Bodies moved upon the bed. There ought to be more liquor, she thought. More alcohol to fasten once and for all the doors of perception, to shut them and bar them permanently. This was bad, this occasional spasm of the conscience. Another few drinks and she would have shut out the perceptive Karen entirely; a few less drinks and she would have spent the evening alone instead of having her flesh shared by these two lovely devils.
Watch out for Mister In-Between…
Evelyn’s face danced before her. The girl’s eyes flashed fire, cold fire. and the girl’s tongue darted out and it was the snake’s tongue, forked like a devil’s tail, and Evelyn’s head weaved and bobbed like the rattlesnake readying to strike, and Karen’s ears screamed with a rattle and a hiss and a shriek in the stillness of the night.

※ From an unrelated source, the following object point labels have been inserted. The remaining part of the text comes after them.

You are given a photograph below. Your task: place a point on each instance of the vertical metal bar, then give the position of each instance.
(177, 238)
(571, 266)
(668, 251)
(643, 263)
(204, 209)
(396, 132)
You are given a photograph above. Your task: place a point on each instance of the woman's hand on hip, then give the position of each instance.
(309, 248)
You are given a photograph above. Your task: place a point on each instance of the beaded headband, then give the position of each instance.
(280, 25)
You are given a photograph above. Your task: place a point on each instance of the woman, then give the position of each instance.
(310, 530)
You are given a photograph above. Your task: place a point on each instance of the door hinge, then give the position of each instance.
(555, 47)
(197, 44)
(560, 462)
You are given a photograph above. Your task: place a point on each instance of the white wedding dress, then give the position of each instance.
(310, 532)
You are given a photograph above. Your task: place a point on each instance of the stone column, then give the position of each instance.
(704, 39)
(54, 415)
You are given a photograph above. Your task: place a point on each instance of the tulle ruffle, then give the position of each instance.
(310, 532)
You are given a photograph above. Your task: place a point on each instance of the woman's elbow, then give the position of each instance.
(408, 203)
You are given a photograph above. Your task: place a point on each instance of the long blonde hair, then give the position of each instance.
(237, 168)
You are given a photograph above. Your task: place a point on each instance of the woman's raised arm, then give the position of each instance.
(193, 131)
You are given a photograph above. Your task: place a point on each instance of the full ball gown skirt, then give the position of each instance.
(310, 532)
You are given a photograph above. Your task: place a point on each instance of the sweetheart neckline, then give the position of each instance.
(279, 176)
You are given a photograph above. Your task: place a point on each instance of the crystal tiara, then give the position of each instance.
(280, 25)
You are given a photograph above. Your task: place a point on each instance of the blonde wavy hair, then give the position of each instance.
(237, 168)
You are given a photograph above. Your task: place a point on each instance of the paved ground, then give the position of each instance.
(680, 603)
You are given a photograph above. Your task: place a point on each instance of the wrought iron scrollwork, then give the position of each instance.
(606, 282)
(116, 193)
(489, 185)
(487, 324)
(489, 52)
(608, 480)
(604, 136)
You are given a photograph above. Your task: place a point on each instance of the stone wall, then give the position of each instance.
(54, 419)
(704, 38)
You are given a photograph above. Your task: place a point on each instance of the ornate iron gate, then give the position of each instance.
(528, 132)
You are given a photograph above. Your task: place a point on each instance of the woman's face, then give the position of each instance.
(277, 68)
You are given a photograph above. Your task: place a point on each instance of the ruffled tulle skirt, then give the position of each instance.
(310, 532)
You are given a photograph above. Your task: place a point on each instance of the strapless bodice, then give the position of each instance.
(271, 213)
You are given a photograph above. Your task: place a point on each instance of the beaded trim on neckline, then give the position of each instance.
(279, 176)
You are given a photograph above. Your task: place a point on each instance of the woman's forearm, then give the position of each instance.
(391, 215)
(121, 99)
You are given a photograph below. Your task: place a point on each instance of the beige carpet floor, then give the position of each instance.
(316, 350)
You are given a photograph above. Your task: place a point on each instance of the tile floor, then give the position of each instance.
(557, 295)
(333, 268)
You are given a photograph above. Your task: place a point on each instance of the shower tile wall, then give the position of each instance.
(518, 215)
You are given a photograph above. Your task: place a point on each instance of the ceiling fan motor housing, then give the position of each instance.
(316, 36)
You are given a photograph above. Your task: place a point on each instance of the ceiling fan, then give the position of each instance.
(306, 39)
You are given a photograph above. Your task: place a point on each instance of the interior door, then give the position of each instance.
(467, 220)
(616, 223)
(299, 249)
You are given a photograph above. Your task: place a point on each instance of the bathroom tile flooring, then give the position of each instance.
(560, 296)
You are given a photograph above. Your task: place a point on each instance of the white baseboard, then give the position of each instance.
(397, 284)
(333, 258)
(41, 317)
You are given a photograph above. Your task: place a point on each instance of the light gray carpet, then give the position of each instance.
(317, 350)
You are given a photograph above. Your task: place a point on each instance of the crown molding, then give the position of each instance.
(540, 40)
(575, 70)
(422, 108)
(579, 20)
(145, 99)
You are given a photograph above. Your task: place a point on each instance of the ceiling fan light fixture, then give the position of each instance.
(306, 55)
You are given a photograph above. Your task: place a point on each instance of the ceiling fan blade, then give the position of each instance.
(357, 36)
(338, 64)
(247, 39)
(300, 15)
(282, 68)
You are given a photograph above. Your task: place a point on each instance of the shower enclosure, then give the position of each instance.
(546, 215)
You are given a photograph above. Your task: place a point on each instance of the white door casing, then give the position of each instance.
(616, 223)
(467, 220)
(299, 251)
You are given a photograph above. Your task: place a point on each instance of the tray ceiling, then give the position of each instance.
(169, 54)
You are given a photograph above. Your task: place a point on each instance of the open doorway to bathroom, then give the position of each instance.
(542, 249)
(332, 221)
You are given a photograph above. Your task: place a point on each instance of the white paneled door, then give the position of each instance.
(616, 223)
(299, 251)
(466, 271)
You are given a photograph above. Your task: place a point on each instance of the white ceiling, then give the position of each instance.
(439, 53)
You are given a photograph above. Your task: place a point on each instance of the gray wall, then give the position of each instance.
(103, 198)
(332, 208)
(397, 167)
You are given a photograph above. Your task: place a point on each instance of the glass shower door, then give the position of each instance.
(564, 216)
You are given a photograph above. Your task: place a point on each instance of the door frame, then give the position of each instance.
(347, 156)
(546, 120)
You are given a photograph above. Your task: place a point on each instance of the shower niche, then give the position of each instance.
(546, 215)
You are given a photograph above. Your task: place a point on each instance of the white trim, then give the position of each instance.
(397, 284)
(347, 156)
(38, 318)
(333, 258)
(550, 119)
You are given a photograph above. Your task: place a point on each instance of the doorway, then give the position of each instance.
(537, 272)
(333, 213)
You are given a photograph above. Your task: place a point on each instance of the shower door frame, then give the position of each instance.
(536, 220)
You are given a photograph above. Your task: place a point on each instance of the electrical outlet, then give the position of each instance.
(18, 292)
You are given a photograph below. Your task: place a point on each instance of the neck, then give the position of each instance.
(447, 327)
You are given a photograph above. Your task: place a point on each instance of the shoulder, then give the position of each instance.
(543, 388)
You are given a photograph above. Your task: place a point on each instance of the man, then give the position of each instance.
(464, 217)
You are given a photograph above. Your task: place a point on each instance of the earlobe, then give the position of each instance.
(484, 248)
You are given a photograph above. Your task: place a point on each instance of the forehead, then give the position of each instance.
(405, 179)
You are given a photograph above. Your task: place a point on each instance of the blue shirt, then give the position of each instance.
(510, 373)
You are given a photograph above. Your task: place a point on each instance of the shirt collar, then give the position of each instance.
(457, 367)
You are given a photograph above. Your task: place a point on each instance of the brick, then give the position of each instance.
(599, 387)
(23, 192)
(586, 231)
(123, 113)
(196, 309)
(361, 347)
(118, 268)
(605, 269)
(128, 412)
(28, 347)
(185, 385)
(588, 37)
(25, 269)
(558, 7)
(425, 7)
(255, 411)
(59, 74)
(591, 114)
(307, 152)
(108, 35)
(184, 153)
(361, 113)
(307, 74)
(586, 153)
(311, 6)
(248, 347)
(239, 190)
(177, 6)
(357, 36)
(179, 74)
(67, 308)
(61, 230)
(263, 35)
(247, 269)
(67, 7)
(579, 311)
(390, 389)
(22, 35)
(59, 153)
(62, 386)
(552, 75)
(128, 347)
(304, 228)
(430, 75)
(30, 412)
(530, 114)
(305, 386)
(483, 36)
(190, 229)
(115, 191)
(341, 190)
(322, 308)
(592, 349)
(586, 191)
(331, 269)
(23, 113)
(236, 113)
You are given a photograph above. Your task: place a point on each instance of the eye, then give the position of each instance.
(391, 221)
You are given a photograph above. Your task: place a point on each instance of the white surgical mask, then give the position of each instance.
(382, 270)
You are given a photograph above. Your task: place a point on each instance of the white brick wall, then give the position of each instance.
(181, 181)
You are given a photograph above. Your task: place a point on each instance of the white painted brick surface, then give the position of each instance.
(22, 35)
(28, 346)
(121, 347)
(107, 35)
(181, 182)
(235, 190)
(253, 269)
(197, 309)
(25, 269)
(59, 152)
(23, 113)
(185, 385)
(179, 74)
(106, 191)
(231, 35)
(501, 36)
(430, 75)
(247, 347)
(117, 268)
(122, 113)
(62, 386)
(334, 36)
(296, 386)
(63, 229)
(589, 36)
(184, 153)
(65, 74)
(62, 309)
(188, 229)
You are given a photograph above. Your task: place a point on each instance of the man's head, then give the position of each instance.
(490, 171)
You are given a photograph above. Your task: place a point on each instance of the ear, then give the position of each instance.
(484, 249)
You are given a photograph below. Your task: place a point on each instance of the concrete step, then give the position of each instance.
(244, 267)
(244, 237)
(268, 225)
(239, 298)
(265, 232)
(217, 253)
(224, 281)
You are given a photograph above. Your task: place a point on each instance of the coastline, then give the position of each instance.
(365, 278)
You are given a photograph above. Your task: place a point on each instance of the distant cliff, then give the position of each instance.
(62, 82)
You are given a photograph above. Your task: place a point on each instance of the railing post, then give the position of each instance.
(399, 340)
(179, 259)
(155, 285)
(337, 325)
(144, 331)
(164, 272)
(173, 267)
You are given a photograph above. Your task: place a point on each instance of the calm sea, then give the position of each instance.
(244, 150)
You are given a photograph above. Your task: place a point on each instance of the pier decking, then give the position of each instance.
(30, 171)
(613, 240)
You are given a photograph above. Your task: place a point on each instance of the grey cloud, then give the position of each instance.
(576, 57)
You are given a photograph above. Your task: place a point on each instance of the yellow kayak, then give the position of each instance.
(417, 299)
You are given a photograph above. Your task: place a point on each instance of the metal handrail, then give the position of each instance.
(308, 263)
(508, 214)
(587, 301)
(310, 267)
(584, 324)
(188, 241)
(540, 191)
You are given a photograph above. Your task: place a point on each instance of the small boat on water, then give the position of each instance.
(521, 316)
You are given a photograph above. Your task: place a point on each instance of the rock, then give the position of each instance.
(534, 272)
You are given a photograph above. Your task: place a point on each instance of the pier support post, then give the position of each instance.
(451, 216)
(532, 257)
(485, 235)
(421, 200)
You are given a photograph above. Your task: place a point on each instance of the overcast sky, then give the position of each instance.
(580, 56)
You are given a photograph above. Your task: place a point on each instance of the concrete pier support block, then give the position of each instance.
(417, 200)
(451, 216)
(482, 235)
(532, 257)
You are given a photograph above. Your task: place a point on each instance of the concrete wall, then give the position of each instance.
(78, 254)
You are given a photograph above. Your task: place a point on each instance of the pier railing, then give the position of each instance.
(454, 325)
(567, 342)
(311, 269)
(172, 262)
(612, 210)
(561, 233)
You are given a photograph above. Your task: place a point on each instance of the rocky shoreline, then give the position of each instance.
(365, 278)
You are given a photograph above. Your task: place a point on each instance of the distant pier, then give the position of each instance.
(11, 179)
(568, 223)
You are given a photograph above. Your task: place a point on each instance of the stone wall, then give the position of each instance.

“Oh, you’re evil,” she said aloud. “That’s what you are, did you know? Cold fire. Evil.”
A roar of laughter. Glass shattering. Someone—Cherry?—singing an old Eartha Kitt song. I want to be evil, I want to be bad…
When did it end, how did it end? And where? It seemed now to be endless. Some of the time the perceptive Karen withered and died, and she entered into the spirit of lust with complete abandon and nothing held back, nothing in reserve. Other times she did not know what she did because the memory failed to register. And other times a thread, a ribbon, a trace of perception returned and imposed itself upon her. But still the endless parade endured, still the bodies tumbled in the bed, still lips and tongues and fingers and breasts and thighs and loins played the endless game in endless pointless mindless soulless hunger.